Clearly, L must be even, otherwise the integers p satisfying \(p-1 \mid L\) will all be even. We can ensure that all primes p in \({\mathcal {P}}(L)\) satisfy \(p = 3 \bmod 4\) by setting the maximum power of 2 in L to be 1, i.e. by setting \(L = 2 \bmod 4\). For then each factor f of L must be \(2 \bmod 4\), and hence \(p = f+1 = 3 \bmod 4\). As we shall see later, other conditions can be imposed on L as needed.

Note that since \(2 \mid L\), \(p=3\) is a candidate for inclusion in \({\mathcal {P}}(L)\). However, if 3 is also a factor of L then it is excluded because of the additional condition \(p \not \mid L\) on elements of \({\mathcal {P}}(L)\); this condition is needed in general, since if \(p \mid L\), then any product \(p_1p_2\cdots p_m\) including p as a factor would be 0 mod L instead of the required 1 mod L.

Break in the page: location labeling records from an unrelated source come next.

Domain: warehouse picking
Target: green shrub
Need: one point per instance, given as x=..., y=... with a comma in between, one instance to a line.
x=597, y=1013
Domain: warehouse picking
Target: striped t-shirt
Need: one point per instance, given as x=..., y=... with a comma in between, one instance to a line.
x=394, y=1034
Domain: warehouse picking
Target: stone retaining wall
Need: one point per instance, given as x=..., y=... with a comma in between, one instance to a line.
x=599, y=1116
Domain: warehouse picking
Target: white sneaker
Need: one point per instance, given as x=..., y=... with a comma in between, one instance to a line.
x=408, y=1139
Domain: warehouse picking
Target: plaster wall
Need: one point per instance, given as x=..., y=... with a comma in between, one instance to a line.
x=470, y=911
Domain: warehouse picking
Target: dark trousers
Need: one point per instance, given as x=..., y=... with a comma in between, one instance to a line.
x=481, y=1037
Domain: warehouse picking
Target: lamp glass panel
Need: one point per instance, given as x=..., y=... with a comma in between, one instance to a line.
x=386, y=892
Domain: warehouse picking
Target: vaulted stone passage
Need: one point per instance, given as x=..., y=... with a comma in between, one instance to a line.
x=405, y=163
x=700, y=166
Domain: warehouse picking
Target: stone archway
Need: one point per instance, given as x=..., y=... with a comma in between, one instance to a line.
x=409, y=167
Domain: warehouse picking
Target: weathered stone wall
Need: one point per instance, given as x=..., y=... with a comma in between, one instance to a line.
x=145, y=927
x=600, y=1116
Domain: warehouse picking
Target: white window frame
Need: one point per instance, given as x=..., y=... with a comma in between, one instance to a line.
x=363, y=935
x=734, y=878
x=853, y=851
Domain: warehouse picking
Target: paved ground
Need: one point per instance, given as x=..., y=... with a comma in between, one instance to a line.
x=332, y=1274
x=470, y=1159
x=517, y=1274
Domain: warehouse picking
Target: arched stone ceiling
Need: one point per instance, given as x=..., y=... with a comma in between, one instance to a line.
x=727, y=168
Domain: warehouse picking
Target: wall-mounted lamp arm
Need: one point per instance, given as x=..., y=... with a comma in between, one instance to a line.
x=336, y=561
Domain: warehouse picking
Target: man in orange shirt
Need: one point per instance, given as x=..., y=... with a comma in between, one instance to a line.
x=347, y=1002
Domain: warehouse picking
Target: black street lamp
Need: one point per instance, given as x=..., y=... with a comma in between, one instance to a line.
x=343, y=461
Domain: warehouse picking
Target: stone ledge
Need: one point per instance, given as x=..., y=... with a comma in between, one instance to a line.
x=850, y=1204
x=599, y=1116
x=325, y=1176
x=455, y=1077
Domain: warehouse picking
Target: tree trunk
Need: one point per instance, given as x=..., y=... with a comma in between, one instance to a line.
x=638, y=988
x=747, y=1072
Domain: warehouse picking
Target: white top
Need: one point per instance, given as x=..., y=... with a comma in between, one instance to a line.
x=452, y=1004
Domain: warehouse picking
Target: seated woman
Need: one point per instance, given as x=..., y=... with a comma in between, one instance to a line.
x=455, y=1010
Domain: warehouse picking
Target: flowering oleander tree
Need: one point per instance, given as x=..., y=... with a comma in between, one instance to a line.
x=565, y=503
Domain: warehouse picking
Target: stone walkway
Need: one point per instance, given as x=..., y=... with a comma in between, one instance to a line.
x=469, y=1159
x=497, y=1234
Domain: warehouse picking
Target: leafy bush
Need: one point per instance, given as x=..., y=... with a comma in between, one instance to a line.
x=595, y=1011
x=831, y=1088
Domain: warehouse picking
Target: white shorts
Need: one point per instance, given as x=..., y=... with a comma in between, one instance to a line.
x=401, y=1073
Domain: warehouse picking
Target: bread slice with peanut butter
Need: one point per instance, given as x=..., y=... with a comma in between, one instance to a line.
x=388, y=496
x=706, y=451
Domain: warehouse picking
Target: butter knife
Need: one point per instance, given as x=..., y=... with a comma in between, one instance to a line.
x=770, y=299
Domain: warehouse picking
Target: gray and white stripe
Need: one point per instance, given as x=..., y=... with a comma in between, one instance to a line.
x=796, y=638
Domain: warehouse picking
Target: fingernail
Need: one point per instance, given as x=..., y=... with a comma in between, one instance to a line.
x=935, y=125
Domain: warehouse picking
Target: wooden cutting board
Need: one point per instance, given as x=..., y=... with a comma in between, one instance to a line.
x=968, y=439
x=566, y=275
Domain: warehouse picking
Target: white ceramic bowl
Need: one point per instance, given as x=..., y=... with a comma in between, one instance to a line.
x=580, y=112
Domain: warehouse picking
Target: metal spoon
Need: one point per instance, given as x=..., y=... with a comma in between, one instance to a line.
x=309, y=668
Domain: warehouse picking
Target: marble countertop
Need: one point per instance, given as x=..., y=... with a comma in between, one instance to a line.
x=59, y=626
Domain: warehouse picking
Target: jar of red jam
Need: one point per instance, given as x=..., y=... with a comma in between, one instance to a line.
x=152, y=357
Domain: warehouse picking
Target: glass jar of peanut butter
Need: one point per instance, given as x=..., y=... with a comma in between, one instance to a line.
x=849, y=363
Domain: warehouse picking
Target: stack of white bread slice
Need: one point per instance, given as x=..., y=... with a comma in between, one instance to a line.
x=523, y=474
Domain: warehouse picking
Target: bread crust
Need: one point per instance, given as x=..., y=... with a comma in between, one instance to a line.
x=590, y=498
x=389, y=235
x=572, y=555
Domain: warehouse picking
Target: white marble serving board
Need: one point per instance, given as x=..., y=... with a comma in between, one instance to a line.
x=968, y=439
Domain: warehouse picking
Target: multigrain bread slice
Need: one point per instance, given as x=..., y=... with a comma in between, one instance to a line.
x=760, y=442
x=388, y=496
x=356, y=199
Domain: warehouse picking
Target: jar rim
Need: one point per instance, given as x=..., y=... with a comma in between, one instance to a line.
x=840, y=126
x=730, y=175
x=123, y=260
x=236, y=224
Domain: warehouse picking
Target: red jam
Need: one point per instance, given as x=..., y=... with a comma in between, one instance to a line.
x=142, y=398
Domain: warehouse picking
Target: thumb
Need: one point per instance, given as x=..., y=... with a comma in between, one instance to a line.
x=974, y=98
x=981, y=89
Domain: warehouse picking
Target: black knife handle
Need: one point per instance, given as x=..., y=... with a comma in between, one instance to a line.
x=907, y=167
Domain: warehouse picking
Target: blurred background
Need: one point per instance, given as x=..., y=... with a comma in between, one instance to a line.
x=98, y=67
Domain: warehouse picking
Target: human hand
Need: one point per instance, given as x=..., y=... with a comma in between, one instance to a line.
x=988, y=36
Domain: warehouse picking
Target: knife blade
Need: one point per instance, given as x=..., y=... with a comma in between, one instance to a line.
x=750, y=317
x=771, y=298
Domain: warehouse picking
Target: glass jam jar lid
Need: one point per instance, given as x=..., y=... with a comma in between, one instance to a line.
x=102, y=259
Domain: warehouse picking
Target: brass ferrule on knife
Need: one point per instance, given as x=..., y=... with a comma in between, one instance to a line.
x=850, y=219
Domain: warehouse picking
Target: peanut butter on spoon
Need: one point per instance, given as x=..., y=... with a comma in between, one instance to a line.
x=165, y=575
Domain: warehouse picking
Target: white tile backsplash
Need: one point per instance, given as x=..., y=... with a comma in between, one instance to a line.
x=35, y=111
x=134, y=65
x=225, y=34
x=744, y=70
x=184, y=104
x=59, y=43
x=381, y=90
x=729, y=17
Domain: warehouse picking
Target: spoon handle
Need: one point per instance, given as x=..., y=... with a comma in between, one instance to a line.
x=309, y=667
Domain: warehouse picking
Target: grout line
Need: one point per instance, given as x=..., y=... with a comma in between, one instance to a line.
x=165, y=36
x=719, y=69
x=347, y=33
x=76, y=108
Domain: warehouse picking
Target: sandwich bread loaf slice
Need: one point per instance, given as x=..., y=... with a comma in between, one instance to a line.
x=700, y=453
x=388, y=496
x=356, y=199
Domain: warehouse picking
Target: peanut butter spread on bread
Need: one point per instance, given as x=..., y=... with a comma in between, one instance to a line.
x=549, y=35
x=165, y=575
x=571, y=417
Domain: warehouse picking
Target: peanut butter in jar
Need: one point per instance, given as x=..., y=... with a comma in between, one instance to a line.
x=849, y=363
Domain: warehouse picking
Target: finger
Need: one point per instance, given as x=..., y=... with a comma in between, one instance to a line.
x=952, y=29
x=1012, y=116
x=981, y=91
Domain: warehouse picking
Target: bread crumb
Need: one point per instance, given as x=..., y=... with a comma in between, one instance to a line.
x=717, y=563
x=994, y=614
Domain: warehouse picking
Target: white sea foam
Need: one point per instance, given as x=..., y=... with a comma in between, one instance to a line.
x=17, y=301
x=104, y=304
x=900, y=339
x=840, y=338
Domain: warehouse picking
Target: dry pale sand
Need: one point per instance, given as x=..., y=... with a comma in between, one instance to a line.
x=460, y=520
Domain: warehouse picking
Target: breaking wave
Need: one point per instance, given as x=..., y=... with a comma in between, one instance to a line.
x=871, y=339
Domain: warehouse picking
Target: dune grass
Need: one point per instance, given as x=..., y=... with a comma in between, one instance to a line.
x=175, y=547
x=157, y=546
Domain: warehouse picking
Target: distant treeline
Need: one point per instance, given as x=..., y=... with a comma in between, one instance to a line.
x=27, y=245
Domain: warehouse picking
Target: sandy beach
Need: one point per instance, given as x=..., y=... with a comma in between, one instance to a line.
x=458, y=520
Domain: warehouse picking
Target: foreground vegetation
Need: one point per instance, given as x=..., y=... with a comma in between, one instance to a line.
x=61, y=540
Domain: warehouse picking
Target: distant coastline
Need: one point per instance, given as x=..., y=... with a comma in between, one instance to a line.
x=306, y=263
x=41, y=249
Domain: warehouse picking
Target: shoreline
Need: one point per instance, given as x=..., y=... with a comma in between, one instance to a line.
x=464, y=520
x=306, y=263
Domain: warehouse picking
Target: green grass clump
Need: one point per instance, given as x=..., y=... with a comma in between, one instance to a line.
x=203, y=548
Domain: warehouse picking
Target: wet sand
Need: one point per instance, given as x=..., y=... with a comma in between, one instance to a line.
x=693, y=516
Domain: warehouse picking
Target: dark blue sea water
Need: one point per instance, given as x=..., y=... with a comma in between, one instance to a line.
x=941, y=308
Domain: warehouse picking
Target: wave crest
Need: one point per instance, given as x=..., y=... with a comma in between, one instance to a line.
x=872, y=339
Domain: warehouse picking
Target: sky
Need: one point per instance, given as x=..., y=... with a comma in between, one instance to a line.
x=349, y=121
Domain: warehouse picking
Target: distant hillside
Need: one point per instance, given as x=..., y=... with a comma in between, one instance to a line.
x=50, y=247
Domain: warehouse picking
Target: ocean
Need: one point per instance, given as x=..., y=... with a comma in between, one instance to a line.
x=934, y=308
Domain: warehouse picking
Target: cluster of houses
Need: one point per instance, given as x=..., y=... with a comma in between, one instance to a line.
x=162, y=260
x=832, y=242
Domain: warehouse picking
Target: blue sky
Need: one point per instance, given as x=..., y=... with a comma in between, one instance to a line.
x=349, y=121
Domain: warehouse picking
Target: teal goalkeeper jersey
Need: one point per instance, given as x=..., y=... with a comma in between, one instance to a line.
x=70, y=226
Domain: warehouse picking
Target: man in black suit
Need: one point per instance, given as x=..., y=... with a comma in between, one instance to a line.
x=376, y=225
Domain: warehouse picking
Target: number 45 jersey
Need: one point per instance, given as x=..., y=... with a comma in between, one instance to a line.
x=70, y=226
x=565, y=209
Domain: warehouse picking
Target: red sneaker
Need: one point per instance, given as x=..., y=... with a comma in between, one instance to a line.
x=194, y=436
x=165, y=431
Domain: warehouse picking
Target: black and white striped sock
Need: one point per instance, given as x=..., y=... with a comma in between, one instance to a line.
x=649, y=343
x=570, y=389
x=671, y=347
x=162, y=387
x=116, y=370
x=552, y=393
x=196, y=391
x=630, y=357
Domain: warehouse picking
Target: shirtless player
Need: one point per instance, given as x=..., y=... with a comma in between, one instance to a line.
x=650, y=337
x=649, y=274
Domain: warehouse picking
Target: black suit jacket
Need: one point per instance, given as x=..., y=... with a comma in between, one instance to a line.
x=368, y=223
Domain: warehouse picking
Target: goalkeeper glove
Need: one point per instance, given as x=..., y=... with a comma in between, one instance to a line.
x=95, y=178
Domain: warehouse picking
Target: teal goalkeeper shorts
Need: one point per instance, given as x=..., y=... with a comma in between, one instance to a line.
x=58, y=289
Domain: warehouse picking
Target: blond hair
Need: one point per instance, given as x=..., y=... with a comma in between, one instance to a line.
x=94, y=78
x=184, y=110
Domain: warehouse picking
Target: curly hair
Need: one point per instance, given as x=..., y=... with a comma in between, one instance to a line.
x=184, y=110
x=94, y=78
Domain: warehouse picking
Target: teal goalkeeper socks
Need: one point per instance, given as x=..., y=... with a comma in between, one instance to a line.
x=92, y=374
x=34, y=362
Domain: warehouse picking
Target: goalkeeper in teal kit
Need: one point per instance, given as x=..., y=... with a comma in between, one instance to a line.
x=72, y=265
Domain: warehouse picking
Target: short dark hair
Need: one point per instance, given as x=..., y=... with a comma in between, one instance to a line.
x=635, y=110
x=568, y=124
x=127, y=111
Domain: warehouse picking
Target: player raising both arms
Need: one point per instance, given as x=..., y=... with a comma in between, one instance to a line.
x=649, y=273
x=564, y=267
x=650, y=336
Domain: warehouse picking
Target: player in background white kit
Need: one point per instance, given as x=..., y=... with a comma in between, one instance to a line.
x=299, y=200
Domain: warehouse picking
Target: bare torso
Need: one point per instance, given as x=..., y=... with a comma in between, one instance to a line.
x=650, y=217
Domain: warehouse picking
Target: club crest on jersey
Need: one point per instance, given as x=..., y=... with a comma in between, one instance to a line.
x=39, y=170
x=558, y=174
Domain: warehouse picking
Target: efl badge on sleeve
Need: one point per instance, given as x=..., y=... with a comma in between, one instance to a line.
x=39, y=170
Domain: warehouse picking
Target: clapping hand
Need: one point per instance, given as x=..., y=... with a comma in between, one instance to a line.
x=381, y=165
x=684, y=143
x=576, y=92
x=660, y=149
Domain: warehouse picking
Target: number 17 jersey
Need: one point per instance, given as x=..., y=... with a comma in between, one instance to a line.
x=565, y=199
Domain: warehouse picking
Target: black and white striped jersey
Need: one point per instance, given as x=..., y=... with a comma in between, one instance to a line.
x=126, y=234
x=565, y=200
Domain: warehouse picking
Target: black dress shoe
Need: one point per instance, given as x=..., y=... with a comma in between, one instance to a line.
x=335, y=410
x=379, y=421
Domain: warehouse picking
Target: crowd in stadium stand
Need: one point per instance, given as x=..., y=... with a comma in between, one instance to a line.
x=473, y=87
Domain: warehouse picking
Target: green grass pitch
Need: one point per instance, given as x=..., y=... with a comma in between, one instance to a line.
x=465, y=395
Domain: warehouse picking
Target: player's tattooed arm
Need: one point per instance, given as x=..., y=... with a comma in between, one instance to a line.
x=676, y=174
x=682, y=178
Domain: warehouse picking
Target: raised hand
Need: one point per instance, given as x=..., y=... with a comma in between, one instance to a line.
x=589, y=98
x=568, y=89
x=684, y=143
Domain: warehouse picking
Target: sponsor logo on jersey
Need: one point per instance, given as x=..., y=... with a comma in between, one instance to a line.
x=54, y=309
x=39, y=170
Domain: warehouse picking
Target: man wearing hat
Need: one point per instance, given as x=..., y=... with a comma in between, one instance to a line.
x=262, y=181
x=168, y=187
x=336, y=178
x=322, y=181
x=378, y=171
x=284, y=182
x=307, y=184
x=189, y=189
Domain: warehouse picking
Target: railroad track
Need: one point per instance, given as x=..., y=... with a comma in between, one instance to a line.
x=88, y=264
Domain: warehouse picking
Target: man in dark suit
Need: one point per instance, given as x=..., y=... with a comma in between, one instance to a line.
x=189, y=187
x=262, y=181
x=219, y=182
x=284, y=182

For the Erdös method to be successful in producing a Carmichael number with m prime factors, we need to find a product \(p_i\) such that \(p_1p_2\cdots p_m = 1 \bmod L\). One can see that the number of possible products that can be considered is \({|{\mathcal {P}}(L)| \atopwithdelims ()m}\). Let us make the heuristic assumption that the values of \(p_1p_2\cdots p_m\) are uniformly distributed amongst the odd numbers modulo the even integer L. Then we need to ensure that:
$$ {|{\mathcal {P}}(L)| \atopwithdelims ()m} \gtrapprox L/2 $$
for the method to have a reasonable chance of success.

Thus it is desirable to find L such that \(|{\mathcal {P}}(L)|\) is as large as possible. In turn, this heuristically depends on L being as smooth as possible, since such an L has many factors f and therefore many possible candidates \(p= f+1\) that, if prime, can be included in \({\mathcal {P}}(L)\). This analysis of course depends on the primality of the different values \(f+1\) being in some sense independent for the different factors f of L; this is a reasonable assumption given standard heuristics on the distribution of primes.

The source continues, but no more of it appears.